Thomas was even more awestruck, if that were possible. Such an incredible woman, if what she was saying was true, and for such an incredible woman to be humble! "You astound me," he said.
"There is nothing astonishing in it. It is, as I said, the truly natural state we all should be in. Certainly, it felt natural to me, and after a time, I forgot about it.

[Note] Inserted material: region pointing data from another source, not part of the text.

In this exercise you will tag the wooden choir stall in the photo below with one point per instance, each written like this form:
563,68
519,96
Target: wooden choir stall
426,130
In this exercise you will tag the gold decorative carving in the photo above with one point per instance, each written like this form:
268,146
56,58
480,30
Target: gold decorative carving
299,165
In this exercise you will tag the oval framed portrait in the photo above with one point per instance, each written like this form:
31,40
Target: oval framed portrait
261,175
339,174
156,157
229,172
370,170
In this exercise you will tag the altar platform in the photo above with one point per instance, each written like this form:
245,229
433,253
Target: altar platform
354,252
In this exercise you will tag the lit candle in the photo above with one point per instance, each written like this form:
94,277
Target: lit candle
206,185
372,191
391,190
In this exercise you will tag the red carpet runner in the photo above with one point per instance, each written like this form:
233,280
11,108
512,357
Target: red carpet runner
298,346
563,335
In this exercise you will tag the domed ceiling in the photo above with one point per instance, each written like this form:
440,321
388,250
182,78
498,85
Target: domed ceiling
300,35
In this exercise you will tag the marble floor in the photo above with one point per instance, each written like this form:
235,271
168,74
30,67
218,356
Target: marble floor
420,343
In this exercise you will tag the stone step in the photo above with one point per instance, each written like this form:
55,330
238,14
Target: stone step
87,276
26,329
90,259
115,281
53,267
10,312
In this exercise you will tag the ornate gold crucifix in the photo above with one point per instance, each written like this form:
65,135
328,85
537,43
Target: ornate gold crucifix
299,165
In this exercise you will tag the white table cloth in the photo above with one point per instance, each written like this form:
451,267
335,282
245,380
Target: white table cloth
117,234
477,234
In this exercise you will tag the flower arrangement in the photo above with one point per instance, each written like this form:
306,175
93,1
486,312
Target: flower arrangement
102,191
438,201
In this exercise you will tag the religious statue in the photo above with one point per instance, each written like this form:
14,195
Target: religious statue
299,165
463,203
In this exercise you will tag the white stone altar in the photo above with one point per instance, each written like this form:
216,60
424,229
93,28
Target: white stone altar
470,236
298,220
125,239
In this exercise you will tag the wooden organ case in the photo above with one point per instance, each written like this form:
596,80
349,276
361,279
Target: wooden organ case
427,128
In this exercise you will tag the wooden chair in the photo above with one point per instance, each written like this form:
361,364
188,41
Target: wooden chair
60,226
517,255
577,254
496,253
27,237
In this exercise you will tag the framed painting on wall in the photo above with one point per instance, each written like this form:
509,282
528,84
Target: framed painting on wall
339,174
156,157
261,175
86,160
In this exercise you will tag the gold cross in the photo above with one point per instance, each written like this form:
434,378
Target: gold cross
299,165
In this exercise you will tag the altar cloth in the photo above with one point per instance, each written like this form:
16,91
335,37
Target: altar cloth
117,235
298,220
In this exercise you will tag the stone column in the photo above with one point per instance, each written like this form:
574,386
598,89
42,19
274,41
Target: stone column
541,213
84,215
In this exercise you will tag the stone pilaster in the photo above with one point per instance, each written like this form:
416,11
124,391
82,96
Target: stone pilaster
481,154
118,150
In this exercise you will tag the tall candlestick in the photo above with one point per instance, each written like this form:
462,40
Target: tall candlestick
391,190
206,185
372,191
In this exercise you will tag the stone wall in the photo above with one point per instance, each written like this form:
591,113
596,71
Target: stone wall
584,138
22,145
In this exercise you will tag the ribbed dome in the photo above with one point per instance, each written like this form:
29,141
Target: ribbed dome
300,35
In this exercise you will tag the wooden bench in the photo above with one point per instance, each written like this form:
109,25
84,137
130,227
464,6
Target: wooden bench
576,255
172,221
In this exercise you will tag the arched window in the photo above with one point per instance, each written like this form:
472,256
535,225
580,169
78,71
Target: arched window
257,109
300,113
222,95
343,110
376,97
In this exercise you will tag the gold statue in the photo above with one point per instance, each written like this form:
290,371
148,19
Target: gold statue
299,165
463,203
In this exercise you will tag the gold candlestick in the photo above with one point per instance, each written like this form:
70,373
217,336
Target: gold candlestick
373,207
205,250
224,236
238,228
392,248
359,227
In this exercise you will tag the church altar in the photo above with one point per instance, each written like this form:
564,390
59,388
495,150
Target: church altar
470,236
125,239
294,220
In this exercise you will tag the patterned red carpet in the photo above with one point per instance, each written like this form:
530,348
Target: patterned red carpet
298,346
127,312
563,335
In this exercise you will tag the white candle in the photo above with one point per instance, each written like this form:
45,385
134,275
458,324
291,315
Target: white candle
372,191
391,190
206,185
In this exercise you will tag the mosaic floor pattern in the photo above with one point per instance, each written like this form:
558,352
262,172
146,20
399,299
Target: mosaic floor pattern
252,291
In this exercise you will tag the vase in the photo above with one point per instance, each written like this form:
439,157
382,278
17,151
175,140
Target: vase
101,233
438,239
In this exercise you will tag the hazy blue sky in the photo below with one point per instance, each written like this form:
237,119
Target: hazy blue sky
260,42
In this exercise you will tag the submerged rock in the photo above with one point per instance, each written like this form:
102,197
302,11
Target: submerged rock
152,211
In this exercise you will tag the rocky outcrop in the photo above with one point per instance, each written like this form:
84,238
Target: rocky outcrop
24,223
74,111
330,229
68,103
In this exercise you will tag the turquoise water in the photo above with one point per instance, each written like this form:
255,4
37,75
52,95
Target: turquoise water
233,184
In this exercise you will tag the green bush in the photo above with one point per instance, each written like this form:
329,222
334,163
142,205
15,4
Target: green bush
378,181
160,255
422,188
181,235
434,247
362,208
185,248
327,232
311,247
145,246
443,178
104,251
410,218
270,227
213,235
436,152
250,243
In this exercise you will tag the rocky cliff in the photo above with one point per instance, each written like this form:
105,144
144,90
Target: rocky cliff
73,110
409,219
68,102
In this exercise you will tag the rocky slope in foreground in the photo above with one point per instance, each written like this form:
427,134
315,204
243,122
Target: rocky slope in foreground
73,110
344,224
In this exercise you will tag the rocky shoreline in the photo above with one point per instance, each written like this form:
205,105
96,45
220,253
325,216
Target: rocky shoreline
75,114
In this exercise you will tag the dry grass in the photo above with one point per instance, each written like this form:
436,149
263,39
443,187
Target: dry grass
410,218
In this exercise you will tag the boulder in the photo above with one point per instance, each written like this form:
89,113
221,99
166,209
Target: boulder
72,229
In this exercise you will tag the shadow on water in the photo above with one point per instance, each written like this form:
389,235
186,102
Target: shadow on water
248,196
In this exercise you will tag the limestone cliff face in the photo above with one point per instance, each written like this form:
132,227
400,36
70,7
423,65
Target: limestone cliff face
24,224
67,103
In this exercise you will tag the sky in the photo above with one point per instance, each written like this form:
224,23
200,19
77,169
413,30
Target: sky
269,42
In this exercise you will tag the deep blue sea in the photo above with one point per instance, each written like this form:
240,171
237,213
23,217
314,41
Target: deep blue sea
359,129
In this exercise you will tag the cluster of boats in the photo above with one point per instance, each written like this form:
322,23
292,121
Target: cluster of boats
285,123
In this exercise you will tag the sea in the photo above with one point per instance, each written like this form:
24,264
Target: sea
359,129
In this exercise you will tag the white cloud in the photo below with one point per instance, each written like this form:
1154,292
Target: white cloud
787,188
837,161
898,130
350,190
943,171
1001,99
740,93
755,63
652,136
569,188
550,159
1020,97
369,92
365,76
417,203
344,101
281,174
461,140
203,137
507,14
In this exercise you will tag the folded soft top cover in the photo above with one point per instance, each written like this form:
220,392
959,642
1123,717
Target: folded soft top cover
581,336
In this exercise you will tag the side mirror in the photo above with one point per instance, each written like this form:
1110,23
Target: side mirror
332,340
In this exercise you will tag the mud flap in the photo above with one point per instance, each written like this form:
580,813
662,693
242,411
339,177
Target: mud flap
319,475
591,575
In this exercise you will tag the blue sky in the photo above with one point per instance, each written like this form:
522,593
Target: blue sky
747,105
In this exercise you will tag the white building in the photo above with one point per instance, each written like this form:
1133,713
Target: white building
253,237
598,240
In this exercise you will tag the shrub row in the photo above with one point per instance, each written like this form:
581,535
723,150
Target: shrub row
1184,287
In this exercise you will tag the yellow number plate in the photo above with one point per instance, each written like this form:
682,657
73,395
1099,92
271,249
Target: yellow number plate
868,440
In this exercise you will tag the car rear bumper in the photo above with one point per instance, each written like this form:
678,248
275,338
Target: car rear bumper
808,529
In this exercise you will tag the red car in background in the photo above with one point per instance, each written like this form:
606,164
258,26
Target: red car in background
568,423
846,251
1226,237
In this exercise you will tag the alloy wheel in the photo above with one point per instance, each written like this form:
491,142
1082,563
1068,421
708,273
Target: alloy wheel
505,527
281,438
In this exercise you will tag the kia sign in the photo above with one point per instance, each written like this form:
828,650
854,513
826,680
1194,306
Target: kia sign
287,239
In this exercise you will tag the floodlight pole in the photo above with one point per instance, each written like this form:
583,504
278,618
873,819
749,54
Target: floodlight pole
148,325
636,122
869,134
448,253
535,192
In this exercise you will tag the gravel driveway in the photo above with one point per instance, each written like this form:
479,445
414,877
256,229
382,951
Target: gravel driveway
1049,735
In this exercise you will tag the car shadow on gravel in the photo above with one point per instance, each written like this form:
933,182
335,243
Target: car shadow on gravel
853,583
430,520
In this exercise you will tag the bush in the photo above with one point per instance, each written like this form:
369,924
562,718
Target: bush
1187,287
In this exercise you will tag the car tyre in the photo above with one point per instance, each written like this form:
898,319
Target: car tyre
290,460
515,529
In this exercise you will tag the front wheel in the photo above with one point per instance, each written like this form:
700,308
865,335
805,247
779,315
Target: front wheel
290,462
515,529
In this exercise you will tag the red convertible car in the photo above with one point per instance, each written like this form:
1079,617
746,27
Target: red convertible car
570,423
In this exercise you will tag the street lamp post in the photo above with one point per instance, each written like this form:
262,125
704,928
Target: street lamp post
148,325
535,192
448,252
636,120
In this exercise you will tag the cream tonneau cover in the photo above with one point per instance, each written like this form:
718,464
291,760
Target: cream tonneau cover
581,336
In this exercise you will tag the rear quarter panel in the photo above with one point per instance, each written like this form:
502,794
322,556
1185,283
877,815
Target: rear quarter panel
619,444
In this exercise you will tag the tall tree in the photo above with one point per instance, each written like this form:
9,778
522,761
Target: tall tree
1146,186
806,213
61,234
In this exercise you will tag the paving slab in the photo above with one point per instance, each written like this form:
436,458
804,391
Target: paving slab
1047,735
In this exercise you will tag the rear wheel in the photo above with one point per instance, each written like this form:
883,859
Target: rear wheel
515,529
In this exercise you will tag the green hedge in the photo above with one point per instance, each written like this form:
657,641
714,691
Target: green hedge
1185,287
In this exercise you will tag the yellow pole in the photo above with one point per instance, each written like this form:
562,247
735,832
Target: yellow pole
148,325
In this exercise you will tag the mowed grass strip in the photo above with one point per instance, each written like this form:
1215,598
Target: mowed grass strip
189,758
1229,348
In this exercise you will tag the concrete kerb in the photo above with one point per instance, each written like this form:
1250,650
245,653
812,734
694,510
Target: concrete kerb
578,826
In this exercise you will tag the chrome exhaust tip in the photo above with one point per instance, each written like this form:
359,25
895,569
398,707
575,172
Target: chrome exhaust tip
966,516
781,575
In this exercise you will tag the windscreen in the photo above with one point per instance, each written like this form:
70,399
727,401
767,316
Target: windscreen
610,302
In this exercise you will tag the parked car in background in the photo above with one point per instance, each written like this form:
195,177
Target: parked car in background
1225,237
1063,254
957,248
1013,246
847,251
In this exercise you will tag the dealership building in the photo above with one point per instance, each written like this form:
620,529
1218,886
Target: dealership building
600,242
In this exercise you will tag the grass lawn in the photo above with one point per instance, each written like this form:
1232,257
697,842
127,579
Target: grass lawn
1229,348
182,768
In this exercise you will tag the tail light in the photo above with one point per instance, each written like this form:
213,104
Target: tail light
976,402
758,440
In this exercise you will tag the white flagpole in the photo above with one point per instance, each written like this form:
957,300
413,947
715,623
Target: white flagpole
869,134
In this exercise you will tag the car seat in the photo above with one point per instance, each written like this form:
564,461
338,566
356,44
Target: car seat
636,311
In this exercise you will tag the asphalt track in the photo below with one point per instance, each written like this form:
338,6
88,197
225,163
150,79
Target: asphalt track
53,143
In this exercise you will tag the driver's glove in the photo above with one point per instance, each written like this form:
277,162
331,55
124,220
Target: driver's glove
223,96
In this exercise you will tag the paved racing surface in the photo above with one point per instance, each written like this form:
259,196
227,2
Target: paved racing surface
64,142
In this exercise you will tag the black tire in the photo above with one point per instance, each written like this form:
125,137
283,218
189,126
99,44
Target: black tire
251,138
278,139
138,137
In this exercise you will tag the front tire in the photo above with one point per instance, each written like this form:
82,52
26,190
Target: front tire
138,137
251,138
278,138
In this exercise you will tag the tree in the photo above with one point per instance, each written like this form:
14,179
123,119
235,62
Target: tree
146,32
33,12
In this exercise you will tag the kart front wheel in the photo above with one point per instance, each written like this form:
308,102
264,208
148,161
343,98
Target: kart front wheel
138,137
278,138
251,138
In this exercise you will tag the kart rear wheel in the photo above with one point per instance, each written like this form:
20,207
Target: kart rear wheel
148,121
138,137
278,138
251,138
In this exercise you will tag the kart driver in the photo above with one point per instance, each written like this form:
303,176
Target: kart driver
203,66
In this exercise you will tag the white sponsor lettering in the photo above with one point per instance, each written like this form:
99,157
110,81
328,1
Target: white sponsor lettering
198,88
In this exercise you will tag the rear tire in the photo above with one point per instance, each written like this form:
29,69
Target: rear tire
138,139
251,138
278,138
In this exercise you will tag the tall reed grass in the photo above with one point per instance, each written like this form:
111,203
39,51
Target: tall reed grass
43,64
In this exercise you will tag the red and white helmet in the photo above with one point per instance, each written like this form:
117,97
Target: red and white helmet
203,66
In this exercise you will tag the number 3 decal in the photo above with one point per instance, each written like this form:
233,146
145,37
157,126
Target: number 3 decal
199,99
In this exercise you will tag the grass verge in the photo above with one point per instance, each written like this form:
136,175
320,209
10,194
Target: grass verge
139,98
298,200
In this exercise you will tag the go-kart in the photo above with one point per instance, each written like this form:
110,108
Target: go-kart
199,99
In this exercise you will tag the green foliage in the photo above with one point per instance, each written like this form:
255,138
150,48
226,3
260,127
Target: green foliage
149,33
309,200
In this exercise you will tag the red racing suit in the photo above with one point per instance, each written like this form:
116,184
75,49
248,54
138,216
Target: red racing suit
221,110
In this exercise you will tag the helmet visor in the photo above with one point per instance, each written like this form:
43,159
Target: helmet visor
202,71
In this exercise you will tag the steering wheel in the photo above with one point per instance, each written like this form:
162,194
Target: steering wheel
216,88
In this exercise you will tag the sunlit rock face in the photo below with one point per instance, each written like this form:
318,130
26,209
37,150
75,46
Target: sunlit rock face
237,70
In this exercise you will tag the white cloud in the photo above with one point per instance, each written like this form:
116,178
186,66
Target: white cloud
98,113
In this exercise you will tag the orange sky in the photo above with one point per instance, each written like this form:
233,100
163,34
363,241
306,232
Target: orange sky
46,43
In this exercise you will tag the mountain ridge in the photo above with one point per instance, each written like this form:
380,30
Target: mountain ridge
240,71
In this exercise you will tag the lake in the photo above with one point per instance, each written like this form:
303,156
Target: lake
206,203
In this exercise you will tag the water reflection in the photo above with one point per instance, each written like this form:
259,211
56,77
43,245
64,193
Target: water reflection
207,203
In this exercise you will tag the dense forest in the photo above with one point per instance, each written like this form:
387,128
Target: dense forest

"But of course, if one is given such a gift, one wonders what its real purpose is. And since I was a direct descendant of David, a purpose thrust itself upon my consciousness: perhaps I was singled out and given these favors because I was to be the mother of the Messiah, and the Prince that had been prophesied for so many centuries was about to be born from me. Not that I deserved it, but whoever would be his mother would have to be, one would think, different from other women somehow. At least, it would be fitting. I could not avoid thinking thus."
"Correctly, it seems."
"Well, yes and no. The Lord acts in peculiar ways. My thoughts were only strengthened when I learned that Joseph, my friend and playmate from as long as I could remember, had been chosen to be my husband. He also was a descendant of David. Two descendants of David, and the Prince was to be a descendant of David.
Of course, I never gave voice to my thoughts--how could one? I had done nothing to deserve being the mother of the Prince, and here I was living in Galilee, instead of where some of my cousins lived, in Judea, which would at least have been close to where one would expect the Prince to be born. But I could not help thinking it."